Arriving in Ghana on Easter Sunday and the Ghanians are big on church and religion,I tucked myself away in a five star hotel with AC,cable TV,swimming pool and hot water. Yesterday I found a charming little hotel on the river near the Akosomobo dam which provides electric power to Ghana,Togo,Benin and Cote d’Ivoire. One dam, four countries. I am back in Accra for the last time of my life I hope,waiting for my visa from the Cote d’Ivoire embassy.

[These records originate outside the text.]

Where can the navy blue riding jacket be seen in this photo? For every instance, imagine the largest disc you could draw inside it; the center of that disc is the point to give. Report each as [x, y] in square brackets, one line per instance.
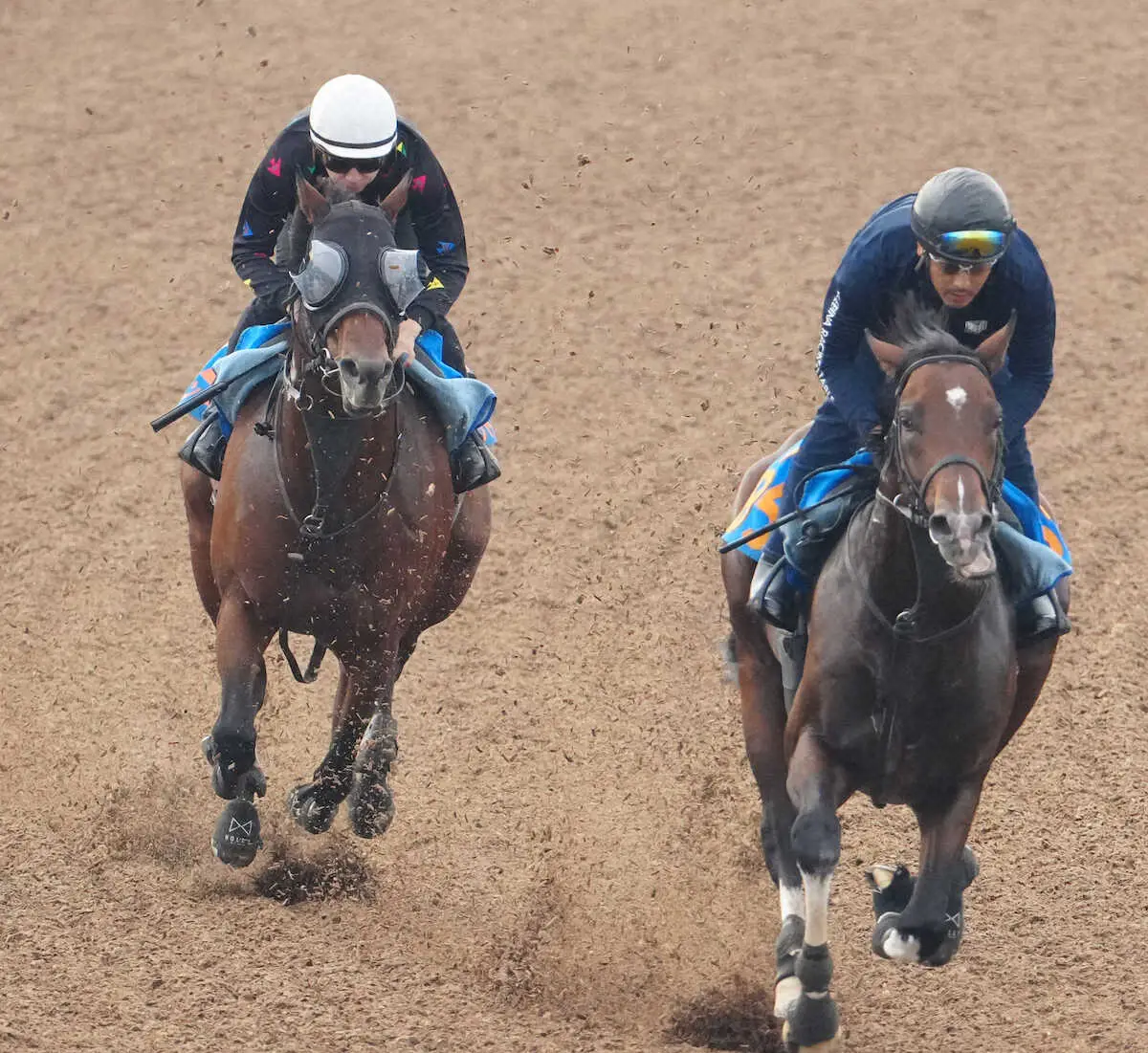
[430, 222]
[881, 265]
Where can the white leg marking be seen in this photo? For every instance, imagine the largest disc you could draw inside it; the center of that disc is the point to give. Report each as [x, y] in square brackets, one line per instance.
[816, 909]
[792, 898]
[905, 949]
[785, 996]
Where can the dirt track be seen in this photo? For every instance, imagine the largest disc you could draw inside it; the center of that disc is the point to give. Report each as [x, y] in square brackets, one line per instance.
[574, 856]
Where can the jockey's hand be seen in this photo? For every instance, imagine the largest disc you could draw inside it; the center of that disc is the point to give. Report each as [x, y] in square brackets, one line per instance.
[405, 342]
[875, 439]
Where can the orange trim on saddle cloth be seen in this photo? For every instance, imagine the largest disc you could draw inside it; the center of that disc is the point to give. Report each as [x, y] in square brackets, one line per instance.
[762, 506]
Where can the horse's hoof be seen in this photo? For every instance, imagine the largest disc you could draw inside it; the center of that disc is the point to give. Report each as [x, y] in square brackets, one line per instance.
[371, 806]
[890, 942]
[235, 839]
[308, 811]
[812, 1024]
[225, 782]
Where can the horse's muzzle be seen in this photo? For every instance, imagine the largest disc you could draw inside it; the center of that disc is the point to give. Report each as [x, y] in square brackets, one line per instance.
[364, 384]
[964, 540]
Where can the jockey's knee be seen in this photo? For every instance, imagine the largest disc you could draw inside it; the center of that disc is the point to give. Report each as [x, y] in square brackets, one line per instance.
[256, 314]
[452, 346]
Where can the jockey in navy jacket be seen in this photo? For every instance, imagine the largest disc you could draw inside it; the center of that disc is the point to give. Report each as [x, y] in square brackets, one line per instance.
[914, 247]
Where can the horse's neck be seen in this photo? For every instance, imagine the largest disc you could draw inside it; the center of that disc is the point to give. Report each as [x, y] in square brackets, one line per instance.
[356, 456]
[902, 571]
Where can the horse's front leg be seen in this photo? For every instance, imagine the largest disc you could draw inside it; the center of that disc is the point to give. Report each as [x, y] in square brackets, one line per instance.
[818, 786]
[923, 920]
[315, 804]
[763, 725]
[371, 804]
[230, 749]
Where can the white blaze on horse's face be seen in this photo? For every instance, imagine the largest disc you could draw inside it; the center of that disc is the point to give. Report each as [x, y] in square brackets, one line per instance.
[360, 349]
[950, 406]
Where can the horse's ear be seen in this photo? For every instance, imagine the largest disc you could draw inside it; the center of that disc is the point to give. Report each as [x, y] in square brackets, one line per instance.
[396, 200]
[994, 348]
[314, 205]
[889, 356]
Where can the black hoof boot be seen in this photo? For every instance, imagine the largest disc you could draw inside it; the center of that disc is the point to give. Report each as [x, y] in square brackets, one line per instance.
[893, 889]
[236, 839]
[474, 465]
[206, 447]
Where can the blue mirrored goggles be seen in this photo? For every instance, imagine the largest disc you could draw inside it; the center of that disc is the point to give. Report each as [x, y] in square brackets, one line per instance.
[969, 251]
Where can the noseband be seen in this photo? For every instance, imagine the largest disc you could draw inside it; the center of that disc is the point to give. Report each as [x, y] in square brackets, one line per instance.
[321, 363]
[914, 507]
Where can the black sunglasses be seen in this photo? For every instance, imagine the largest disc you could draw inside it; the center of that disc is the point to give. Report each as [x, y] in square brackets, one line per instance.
[342, 165]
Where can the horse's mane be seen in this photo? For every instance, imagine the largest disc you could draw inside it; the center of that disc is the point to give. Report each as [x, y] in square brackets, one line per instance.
[921, 331]
[292, 243]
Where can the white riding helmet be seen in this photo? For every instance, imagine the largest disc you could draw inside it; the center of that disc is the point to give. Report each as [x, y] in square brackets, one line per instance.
[354, 116]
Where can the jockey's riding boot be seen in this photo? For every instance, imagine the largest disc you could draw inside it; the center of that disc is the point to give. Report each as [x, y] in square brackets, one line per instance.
[772, 596]
[1044, 619]
[206, 447]
[474, 465]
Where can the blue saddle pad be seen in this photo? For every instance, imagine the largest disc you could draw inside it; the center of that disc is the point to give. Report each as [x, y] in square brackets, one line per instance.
[1039, 557]
[464, 404]
[256, 358]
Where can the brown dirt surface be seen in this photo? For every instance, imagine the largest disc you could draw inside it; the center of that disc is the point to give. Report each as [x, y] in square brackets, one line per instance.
[655, 195]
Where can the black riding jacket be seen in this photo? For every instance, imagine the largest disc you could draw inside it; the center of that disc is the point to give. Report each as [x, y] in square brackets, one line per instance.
[430, 222]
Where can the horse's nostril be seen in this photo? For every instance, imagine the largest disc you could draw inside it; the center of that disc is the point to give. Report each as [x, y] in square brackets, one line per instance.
[939, 527]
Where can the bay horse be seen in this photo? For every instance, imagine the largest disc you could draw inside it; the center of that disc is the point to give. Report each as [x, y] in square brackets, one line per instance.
[385, 552]
[913, 683]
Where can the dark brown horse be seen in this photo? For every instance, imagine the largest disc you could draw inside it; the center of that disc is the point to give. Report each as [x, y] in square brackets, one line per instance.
[913, 683]
[334, 517]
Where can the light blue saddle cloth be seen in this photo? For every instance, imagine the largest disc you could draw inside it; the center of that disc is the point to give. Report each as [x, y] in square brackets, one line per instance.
[463, 404]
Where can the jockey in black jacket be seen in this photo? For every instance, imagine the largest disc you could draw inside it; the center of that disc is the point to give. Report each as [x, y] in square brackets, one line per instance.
[351, 136]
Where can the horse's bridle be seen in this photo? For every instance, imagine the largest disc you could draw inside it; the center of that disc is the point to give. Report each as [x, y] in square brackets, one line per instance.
[914, 508]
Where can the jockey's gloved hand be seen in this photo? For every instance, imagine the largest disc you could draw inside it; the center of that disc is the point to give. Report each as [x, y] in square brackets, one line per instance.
[875, 439]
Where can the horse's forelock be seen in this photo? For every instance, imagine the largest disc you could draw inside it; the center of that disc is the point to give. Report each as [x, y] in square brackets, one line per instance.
[921, 332]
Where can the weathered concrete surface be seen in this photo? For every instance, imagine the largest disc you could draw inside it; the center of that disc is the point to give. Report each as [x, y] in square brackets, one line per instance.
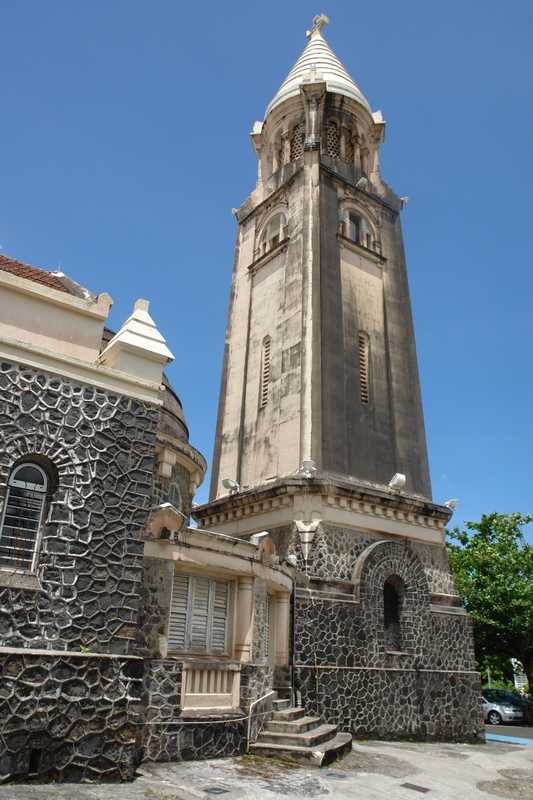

My next stop tonight is back to the family in Cape Coast. I left most of my luggage there so I could travel light and I wanted to be able to see everyone again. I will also have dinner with several new friends, including Jaime,a volunteer from Texas and a Bulgarian doctor,head surgeon at the hospital in Abbra and his wife,who have lived here six years and are old friends of our friends in Los Angeles,Vania and Lubo. I will leave on Saturday for a small beach resort near the Ghanian-Cote d’Ivoire border to prepare for the last weeks of my trip.